Well, Mom and Dad, I did it. You said it couldn’t be done, but boy were you wrong. I made it to my senior year. What’s more, I managed to do it without turning any of my undershirts pink! Take that, nay-saying parents.
Ever since I met my senior First-year Advisory Counselor that first day of orientation, I’d been counting down the days until I was also a senior. Something about him just seemed to exude an aroma of “eau de upperclassman awesomeness.” He was so cool (in a way that can only be gained by knowing the quickest route to the Levine Sciene Research Center from the bus stop), had a way with the ladies and, to top it off, he was just so dang smart (who knew My Sister’s Keeper was THAT deep)!
We’ve all experienced this feeling: the longing for it to be next year, to be one step higher on the social ladder. Freshmen want to be sophomores so they won’t be waitlisted in four classes. Sophomores want to be juniors so they can go to beer pong night at Shooters. Juniors want to be seniors so they won’t have their significant others lured away by the charm of an elder’s off-campus abode.
There’s so many promises we make to ourselves throughout our four years here. Next year I won’t get stuck in the class with the 50-page paper. Next year I’ll find a girlfriend. Next year I won’t live in Perkins. Next year I’ll finally outlive my reputation as “that guy who kind of smells like my Aunt Wilma.” Next year will be better. Next year….
But this is it, the final stop—no more “next year” for me. I’m finally a senior, king of the castle, ruler of the (Gothic Wonder)land. “How’s the view from the top?” you ask. “Is it really as different from the last three years as we convince ourselves it’ll be? Is it really that much better?”
Well, for one thing, it’s nothing like freshman year. I’m living off campus now, so no more RAs! Sure, I have a landlord, police and mean neighbors to yell at me, but at least I won’t get a meaningless warning from a peer with little to no real power! So what if I take the C-1 everyday just like I did freshman year? At least I can be assured of the fact that with my Duke T-shirt, bulging backpack and printed ACES schedule, I look nothing like a frosh.
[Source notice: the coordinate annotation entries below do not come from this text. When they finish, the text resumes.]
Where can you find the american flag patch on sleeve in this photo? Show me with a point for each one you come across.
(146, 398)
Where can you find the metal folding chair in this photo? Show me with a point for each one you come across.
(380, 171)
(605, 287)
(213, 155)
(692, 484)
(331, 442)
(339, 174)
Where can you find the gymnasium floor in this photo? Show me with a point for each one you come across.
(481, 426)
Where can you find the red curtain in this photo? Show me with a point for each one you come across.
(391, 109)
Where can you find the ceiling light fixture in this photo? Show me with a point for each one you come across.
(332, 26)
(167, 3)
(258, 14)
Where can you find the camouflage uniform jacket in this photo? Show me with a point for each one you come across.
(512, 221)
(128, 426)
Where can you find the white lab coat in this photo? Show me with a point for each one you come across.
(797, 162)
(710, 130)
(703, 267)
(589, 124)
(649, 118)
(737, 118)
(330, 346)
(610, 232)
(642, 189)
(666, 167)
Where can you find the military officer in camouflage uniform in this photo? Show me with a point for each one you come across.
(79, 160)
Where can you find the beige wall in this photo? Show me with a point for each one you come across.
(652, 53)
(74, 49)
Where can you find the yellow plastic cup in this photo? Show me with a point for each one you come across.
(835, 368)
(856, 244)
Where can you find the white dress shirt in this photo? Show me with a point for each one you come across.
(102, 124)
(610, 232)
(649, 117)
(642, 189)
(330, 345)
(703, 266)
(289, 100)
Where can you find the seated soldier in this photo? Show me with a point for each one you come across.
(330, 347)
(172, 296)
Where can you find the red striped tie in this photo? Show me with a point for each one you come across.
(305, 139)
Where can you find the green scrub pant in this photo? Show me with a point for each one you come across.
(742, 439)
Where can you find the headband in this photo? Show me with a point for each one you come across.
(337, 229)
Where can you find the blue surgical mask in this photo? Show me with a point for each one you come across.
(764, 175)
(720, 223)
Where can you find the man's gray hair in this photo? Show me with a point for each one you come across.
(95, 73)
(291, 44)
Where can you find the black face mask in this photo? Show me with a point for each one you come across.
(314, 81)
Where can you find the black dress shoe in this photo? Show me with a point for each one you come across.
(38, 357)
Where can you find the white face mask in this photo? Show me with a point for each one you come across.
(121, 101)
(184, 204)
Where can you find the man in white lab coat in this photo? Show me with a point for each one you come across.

Senior year easily trumps sophomore year as well. Being secluded in an off-campus apartment filling out countless job applications while having little contact with the outside world is so much better than being secluded in the back of Edens 1C studying my butt off while having little contact with the outside world.
Even compared to junior year, everything is looking up, especially with the ladies. Everyone knows senior guys get all the girls. I may still be as single as I was this time last year, but I’m sure that’s only temporary. Now that I’m a senior hunk, I just know girls won’t be turned off by my used celebrity Q-tip collection anymore. If only I hadn’t left my ant farm in the car overnight on the drive down here (RIP Ant 1, Ant 2, Gigantic, General Ulysses S. Grant, Cantaloupe and Steve), I’m sure they’d have loved that too. Side note: I actually did have an ant farm, and it was awesome.
Yet as I walk out the West Union Building doors that still squeak, get lost on my way to some obscure building on Science Drive, ask a girl for directions only to have her ignore me, all while the Grass Roots’ “Let’s Live for Today” plays on my iPod, it suddenly hits me: The 1969 moon landing totally had to be fake, how could the flag be blowing if there isn’t any wind?!
Well, I’ve got to bolt. I have a 20-page paper due in a bit and I think the C-1 stops running soon, so I may have to walk back to East. Ah, the luxurious life of a senior. I’m just so glad I spent the last three years waiting for “next year” instead of actually living in the moment!
But I’m off to make a Match.com profile. Perhaps the pickup line, “Hey, my name is Jacob, and I’m a senior looking for a girl to tend my ant farm with” will get better results on there.
Jacob Wolff is a Trinity senior. His column runs every other Thursday.